China is concentrating on civil - not military - construction on islands in the South China Sea and will expand land reclamation, Chinese experts said on Monday.
"Most of the construction on islands in the South China Sea were completed in 2015 and the pace then slowed. Civilian facility construction is the major focus of the South China Sea islands building and the portion of defense deployment is relatively small," Chen Xiangmiao, a research fellow at the National Institute for the South China Sea, told the Global Times.
China has almost finished transforming seven reefs in the South China Sea into "island fortresses," and the move is to "dominate" the South China Sea, according to an exclusive report published in the Philippine newspaper the Inquirer on Sunday.
The size of some South China Sea islands will be further expanded in future through more dredging in the South China Sea region, Chen said.
The relationship between China and other Southeast Asian countries, such as the Philippines, has becalmed in recent years, providing a golden opportunity for China to upgrade these areas, he said.
Singaporean Foreign Minister Vivian Balakrishnan told the Strait Times last week the South China Sea was "much more calm now," and that Singapore will help broker talks on a maritime code of conduct.
Balakrishnan's remarks reflect China's confident cooperation with Association of Southeast Asian Nations on maintaining regional peace and stability, Chinese foreign ministry spokesman Geng Shuang said on Monday.
China and the Philippines are enjoying good terms as President Rodrigo Duterte maintains a friendly policy toward China, Chen said. "But there is still some domestic pressure that urges Duterte to take a tough stance on China and the South China Sea issue," Chen said.
Foreign media liked to hype China's construction in the South China Sea as they try to make excuses to prevent China's activities in this region, Zhuang Guotu, head of Xiamen University's Southeast Asian Studies Center, told the Global Times.
"China has the right to build whatever it needs within its territory," Zhuang said.
China's military deployment in the South China Sea region was "not for military expansion," but to defend its security and interests, he said.
Zhuang and Chen warned the US is the biggest threat to stability in the South China Sea.

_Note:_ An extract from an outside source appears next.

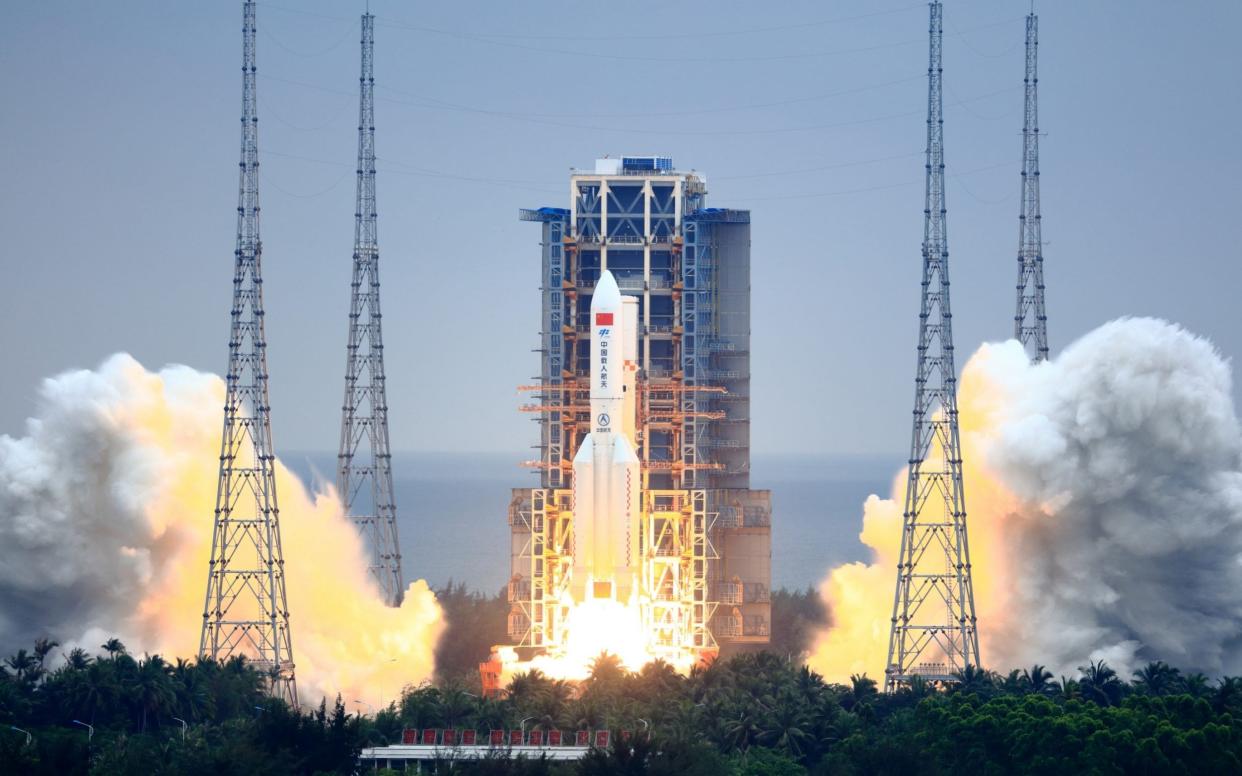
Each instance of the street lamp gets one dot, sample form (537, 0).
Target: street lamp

"The U.S., Australia, Japan and other allies will constantly provoke China over this issue and that will incite other neighboring South China Sea countries to do the same," Zhuang said.
China's construction projects in the region covered about 290,000 square meters in 2017, including new facilities for underground storage, administrative buildings and large radar, according to a report released in December on the nanhai.haiwainet.cn website run by the National Marine Data and Information Service and People's Daily Overseas edition.
The guided missile destroyer USS Hopper came within 12 nautical miles of Huangyan Island in January and Chinese missile destroyer Huangshan immediately drove it away, China News Service English service reported in January.